De 2007 à 2011, des tickets de caisse, tickets de cinéma, tickets de recharge de téléphone, tickets de retrait bancaire, etc. sont conservés par l’artiste. Sur chacun de ces tickets, est surligné en jaune fluo l’heure de la transaction. L’installation présente cette collection sur un tableau orthonormé tracé sur des cartons plume fixés au mur. De haut en bas, 24 lignes : elles représentent les heures de la journée. De gauche à droite, 60 colonnes, représentant les minutes de chaque heure. Dans les 1440 cases ainsi créées, sont rangés les tickets de caisse selon l’heure exacte de la dépense. Pendant les quatre années qu’a duré la collecte, il est arrivé que plusieurs achats soient réalisés à la même heure précise : les tickets correspondant à ces achats sont superposés et épinglés en liasse dans la case adéquate. Les heures à laquelle aucun achat n’a été fait restent vides. Le total des dépenses faites à une certaine heure est inscrit en bout de chaque ligne.

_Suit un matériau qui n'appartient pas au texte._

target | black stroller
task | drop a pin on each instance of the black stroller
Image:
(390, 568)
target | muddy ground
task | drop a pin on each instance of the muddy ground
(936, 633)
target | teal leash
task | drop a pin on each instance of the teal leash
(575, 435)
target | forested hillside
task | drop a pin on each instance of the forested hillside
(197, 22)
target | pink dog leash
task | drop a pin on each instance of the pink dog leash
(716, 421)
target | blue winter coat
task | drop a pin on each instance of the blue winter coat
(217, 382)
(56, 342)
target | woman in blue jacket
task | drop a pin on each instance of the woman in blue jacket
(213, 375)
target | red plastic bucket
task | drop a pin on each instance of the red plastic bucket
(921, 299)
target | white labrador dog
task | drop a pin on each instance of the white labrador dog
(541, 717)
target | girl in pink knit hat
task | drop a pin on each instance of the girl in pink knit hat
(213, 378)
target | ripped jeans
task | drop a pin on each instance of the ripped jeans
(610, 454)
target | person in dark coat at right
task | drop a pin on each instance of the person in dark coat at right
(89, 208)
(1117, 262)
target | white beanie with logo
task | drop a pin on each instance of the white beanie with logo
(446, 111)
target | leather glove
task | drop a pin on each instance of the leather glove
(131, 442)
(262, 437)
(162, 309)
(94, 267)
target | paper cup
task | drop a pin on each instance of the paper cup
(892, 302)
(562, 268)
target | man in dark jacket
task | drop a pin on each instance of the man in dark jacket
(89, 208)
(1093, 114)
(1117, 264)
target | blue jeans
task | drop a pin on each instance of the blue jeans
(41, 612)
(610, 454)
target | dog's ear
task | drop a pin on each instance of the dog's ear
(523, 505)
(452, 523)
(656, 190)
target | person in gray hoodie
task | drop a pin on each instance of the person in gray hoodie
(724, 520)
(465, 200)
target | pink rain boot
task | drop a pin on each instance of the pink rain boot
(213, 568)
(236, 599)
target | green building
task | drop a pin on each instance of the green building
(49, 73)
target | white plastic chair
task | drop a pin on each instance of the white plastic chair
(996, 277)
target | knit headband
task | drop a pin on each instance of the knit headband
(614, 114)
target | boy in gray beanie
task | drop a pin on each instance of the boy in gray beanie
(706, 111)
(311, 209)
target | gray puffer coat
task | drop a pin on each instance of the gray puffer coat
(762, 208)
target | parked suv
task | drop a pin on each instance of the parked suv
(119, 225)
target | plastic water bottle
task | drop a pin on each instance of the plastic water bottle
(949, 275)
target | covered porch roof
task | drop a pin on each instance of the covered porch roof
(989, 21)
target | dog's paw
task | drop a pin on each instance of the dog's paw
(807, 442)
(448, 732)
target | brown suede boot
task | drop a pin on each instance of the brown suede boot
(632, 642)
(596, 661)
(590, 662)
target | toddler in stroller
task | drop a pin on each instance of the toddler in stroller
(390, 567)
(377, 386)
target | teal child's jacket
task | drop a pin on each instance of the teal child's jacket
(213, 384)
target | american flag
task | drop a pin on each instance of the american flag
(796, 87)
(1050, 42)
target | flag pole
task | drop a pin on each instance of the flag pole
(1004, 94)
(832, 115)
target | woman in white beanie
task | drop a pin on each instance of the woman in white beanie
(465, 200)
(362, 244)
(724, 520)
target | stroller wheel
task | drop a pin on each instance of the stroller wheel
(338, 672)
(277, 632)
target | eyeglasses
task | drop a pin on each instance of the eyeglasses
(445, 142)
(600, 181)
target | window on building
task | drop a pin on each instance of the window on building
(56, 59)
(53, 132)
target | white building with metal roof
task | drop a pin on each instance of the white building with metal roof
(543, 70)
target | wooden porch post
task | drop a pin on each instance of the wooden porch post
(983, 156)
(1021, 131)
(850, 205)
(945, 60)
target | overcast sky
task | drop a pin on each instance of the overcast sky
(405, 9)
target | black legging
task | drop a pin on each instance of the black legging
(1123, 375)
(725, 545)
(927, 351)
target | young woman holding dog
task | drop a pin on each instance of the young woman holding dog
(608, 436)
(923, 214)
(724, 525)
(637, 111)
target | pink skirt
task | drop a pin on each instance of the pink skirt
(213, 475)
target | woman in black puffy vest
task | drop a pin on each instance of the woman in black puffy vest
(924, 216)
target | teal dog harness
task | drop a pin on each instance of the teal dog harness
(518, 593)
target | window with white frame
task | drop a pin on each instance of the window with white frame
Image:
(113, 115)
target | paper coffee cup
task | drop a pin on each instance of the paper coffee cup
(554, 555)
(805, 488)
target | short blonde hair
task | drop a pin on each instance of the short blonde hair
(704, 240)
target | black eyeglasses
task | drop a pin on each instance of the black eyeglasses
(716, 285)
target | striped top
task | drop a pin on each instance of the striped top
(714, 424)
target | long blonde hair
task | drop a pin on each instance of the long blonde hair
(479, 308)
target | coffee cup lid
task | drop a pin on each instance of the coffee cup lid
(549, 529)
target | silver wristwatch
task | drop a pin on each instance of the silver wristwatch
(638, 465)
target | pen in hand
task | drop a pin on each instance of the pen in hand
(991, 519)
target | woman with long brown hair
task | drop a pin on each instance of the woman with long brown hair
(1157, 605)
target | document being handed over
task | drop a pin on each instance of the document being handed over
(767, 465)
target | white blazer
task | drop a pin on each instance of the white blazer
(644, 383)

Consommé - Défroissé s’offre au regard du spectateur comme l’agrandissement d’une page de comptabilité. Les matériaux (post-it, punaises, surligneur jaune fluo) renvoient à une esthétique du bureau : la présentation elle-même évoque un tableau Excel. L’installation fonctionne selon un double principe : de prime abord, elle étale au mur et rend visible ce qui est ordinairement ramassé, brouillé et dissout dans le souvenir. Mais par la superposition de plusieurs tickets dans une case unique, l’installation juxtapose et télescope également des évènements de la vie de l’artiste éclatés dans le temps et l’espace, selon le seul critère de l’heure d’enregistrement figurant sur le ticket. Elle feint d’imposer un cadre objectif, (ortho)normé, numérique à des moments de vie – mais la réalité, l’humanité des évènements transparaissent dès lors que le spectateur s’approche et déchiffre le contenu des tickets.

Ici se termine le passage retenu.